A continuación me dirigí a los vecinos. Casi todos eran jóvenes y sus recuerdos del doctor Charriere eran escasos. Sólo le recordaban como un tipo indeseable porque coleccionaba lagartos, así como otros bichos de esa clase, y se rumoreó que realizaba diabólicos experimentos en su laboratorio. La única anciana era una tal señora Hepzibah Cobbett. Vivía en una casita de dos plantas justo detrás de la valla que limitaba el jardín de la casa Charriere. La encontré muy apagada. Estaba en una silla de ruedas que empujaba su hija, una mujer de nariz aguileña y fríos ojos azules, inquisidores detrás de sus quevedos. Pero la anciana se animó cuando mencioné el nombre del doctor Charriere, y cuando supo que yo vivía en la casa, empezó a hablar.
-No vivirá ahí mucho tiempo, acuérdese de mis palabras.

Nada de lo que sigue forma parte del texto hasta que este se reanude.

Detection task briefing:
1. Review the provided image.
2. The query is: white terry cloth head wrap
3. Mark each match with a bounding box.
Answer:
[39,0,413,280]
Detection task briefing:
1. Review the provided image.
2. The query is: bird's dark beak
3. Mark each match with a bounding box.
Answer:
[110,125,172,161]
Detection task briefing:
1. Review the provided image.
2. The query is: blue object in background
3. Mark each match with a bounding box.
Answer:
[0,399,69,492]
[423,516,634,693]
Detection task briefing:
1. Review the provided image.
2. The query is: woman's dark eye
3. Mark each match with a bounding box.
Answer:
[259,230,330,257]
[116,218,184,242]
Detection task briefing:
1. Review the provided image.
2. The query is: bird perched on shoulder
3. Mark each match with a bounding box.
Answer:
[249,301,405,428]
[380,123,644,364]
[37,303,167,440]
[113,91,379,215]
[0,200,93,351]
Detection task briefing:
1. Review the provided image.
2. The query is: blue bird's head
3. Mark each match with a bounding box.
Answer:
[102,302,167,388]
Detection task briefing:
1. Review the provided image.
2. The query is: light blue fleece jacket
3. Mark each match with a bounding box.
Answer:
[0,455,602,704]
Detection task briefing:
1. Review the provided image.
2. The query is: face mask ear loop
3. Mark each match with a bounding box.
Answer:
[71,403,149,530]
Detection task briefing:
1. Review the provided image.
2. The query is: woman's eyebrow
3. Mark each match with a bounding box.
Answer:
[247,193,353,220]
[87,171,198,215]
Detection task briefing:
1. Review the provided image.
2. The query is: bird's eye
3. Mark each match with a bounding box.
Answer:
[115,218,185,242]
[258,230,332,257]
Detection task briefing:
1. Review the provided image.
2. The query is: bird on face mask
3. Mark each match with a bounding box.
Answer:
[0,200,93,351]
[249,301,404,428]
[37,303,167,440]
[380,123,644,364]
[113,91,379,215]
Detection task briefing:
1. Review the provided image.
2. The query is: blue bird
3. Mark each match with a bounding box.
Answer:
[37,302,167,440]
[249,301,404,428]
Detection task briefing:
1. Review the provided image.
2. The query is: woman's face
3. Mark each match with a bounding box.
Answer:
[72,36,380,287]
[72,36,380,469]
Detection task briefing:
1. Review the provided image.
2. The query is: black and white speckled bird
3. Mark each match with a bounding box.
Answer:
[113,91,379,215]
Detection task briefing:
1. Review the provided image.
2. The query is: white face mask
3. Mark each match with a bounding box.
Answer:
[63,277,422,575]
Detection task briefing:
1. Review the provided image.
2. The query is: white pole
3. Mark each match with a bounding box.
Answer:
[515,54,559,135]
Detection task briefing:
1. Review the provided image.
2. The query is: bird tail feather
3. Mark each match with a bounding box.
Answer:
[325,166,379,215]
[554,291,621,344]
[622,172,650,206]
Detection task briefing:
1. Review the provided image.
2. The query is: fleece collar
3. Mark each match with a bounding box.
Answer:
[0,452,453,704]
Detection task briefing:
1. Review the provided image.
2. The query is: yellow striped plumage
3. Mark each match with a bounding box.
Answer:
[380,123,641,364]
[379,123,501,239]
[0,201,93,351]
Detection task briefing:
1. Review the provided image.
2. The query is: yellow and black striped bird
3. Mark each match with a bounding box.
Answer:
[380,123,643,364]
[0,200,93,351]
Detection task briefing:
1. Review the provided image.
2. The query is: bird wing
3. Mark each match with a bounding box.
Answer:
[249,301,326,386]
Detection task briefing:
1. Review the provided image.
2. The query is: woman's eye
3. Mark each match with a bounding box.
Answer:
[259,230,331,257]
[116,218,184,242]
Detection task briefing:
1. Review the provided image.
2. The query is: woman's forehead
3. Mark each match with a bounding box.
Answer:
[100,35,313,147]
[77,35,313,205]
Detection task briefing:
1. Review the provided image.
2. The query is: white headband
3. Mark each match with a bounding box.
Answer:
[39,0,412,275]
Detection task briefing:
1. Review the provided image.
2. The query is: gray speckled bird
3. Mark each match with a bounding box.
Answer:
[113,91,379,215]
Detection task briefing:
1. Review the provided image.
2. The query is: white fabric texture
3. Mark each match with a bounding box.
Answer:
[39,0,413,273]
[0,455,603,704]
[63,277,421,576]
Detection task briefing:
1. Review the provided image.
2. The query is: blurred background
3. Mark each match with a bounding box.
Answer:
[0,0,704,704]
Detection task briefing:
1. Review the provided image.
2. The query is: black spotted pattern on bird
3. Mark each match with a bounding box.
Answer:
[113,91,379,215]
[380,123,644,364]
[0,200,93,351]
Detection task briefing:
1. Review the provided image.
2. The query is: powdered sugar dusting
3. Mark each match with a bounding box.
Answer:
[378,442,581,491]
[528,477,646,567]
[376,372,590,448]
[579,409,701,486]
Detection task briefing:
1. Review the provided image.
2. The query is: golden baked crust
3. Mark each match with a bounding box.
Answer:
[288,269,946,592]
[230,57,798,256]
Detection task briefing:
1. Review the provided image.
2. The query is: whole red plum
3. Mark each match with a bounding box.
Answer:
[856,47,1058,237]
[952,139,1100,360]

Es una casa endemoniada -dijo con una fuerza que, de pronto, degeneró para convertirse en un parloteo senil-. Más de una vez le he observado. Un hombre alto, jorobado como una hoz, con una perilla pequeña, igual que la de una cabra. ¿Y qué era aquello que reptaba entre sus pies? Una cosa negra y larga, demasiado grande para ser una serpiente; pero yo pensaba en serpientes cada vez que miraba al doctor Charriere. ¿Y qué eran esos gritos durante la noche? ¿Y qué era lo que ladraba ante el pozo? ¿Un zorro? Ya. Yo sé lo que es un perro y lo que es un zorro. Era como un alarido de una foca. He visto cosas, eso sí, pero nadie cree a una anciana con un pie en la tumba. Y usted, usted tampoco me hará caso, porque nadie lo hace.
¿Qué podía deducir de todo esto? Quizá la hija tenía razón cuando dijo, al despedirme: -No haga caso de las divagaciones de mi madre. Padece arteriosclerosis, lo que, en ciertas ocasiones, le debilita la mente-. Pero yo no pensaba que la señora Cobbett fuera una débil mental. Recordaba el brillo tan vivo de sus ojos mientras estaba hablando.